On Persuasion
Posted by Sterling Carter on February 9th, 2009 filed in Manners, Politics, RamblingNobody who is interested in those subjects which are based largely on human interaction – particularly politics, economics, business, science, and religion – can have failed to notice that we can hardly leave each other alone. Each person has an opinion, and many feel compelled to persuade others to their line of thought. This fundamental fact may be our species’ strongest trait: it’s the driving force behind the dissemination of knowledge, the true mother of invention, and the thread of conversation that leads a people to improve its lot. Still, it is often extremely frustrating when you see ideas you are opposed to spreading through your own culture.
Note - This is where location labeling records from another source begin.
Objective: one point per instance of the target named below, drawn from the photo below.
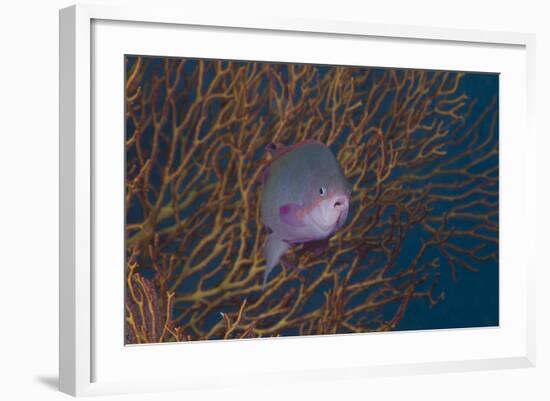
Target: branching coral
(425, 194)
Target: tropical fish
(305, 199)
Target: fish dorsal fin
(278, 150)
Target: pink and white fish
(305, 199)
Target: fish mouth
(330, 214)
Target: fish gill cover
(419, 249)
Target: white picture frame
(80, 341)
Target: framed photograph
(238, 194)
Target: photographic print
(270, 199)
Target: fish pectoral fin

There are countless examples. Some people think that all romance should happen between exactly one convex and one concave person. Some believe that this is the only natural coupling, despite the vast diversity that occurs in various animal species and human cultures. (One wonders exactly what they mean by “natural.”) Other people think it’s no big deal: that an individual’s choice of partner is his or her own business. Taken from certain perspectives, it’s very strange that somebody you’ll never meet who lives a thousand miles from you has very strong feelings about who you might fall in love with, or go to bed with, and especially who you marry. They will even donate money, votes, and effort in an attempt to prevent you from doing as you will. Some of them say that the meaning in their own marriages is threatened by the actions taken by strangers in another part of the country. Why do they care? Because, perhaps, of this innate need to persuade others to think as we do.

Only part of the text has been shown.